Zgodnie z danymi GUS zebranymi w raporcie Sytuacja Zdrowotna Ludności Polski opracowanym przez Narodowy Instytut Zdrowia Publicznego – Państwowy Zakład Higieny w ostatnich dwudziestu latach przeciętna długość życia mężczyzny wzrosła aż o 5,3 roku a kobiety o 4,7 i obecnie wynoszą odpowiednio 71,3 oraz 80. Warto podkreślić, że jeszcze brakuje nam, aby uzyskać średnioeuropejski wynik będący na poziomie 76,3 lat dla mężczyzn i 82,3 dla kobiet.
Wynika z tego, że coraz więcej osób będących na emeryturze jest „utrzymywana” poprzez płacone podatki przez coraz mniejszą liczbę osób aktywnych zawodowo.

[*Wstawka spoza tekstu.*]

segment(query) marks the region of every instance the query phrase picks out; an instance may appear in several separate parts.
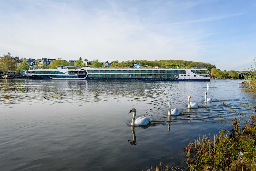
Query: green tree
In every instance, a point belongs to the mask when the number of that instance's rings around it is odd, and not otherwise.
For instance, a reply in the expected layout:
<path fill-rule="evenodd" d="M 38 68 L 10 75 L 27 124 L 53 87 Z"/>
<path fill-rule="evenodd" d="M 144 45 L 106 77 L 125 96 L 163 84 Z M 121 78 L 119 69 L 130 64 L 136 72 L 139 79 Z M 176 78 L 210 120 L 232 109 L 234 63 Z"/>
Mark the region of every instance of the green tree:
<path fill-rule="evenodd" d="M 98 59 L 95 59 L 93 61 L 93 63 L 91 65 L 92 66 L 94 67 L 102 67 L 102 65 L 99 62 Z"/>
<path fill-rule="evenodd" d="M 49 66 L 50 66 L 50 68 L 54 69 L 57 68 L 56 67 L 57 65 L 71 66 L 71 62 L 64 61 L 61 58 L 58 58 L 51 62 Z"/>
<path fill-rule="evenodd" d="M 86 65 L 85 65 L 85 64 L 83 62 L 83 61 L 80 60 L 77 60 L 75 63 L 74 66 L 78 66 L 79 67 L 86 67 Z"/>
<path fill-rule="evenodd" d="M 236 79 L 237 77 L 239 77 L 239 76 L 238 73 L 236 71 L 234 71 L 233 70 L 230 70 L 229 71 L 228 76 L 229 77 L 231 77 L 232 79 L 233 79 L 234 78 Z"/>
<path fill-rule="evenodd" d="M 9 72 L 10 71 L 15 70 L 16 62 L 10 57 L 10 53 L 9 55 L 4 55 L 2 58 L 2 61 L 0 60 L 0 68 L 3 71 Z"/>
<path fill-rule="evenodd" d="M 29 64 L 26 61 L 19 63 L 19 65 L 16 68 L 17 72 L 20 73 L 23 71 L 27 71 L 29 69 Z"/>

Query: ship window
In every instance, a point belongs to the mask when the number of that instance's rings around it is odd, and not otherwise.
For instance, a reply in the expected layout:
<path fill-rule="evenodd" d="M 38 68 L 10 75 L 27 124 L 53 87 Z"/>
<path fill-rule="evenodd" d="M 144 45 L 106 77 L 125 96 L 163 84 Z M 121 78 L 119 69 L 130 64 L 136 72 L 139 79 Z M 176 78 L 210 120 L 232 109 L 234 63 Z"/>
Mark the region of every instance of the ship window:
<path fill-rule="evenodd" d="M 181 70 L 181 74 L 185 74 L 186 71 L 185 70 Z"/>

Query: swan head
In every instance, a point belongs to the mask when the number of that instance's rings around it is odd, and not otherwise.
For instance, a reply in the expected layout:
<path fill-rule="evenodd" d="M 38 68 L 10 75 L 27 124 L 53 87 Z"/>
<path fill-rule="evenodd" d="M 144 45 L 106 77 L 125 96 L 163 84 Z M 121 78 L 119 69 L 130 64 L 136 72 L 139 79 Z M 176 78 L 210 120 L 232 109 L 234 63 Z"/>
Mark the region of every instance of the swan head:
<path fill-rule="evenodd" d="M 136 112 L 136 109 L 135 109 L 135 108 L 131 108 L 131 110 L 130 111 L 130 112 L 129 112 L 128 113 L 130 113 L 132 112 Z"/>

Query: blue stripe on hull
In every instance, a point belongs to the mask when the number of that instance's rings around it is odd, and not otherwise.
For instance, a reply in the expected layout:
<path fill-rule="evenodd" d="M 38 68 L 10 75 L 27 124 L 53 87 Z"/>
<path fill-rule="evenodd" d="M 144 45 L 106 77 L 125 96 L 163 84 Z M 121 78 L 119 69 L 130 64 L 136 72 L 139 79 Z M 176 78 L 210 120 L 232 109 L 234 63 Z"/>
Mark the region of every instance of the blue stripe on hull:
<path fill-rule="evenodd" d="M 86 80 L 136 80 L 156 81 L 210 81 L 210 79 L 154 79 L 134 78 L 87 78 Z"/>

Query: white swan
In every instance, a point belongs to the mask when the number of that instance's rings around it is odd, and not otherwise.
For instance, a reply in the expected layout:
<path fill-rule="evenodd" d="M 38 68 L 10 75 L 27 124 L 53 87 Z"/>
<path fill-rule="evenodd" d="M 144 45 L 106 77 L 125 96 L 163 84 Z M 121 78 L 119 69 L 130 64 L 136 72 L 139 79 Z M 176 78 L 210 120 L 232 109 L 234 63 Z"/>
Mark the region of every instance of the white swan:
<path fill-rule="evenodd" d="M 195 102 L 190 102 L 190 99 L 191 99 L 191 97 L 190 96 L 188 96 L 188 105 L 187 106 L 188 108 L 197 108 L 198 107 L 198 105 L 197 103 Z"/>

Stanowi to w perspektywie kolejnych 10-15 lat poważne zagrożenie dla budżetu państwa, który bez zmian fiskalnych, albo wydłużenia długości wieku emerytalnego, nie będzie stać na pokrycie bieżących zobowiązań wobec osób pobierających świadczenia emerytalne.
Bardzo ważne jest przygotowanie i uświadomienie społeczeństwa o potrzebie dłuższej pracy oraz o jego przyczynach. Istotne jest również, aby wiek emerytalny był wydłużany systematycznie o kilka, kilkanaście miesięcy. W przeciwnym razie, zdaniem Pracodawców RP, proces ten może budzić niepokoje społeczne.
Pracodawcy RP apelują do pójścia śladem np. Niemiec i stopniowego wydłużenia wieku emerytalnego do 67 lat i jednocześnie stopniowego zrównania tego wieku dla kobiet i mężczyzn. Stoimy również na stanowisku, że należy kontynuować w obecnym kształcie funkcjonowanie systemu emerytalnego i sprzeciwiamy się zmniejszeniu wymiaru składki przekazywanej do OFE. Naszym zdaniem doprowadzi to do zepsucia systemu w celu osiągnięcia czysto księgowych korzyści (fikcyjne obniżenie długu publicznego).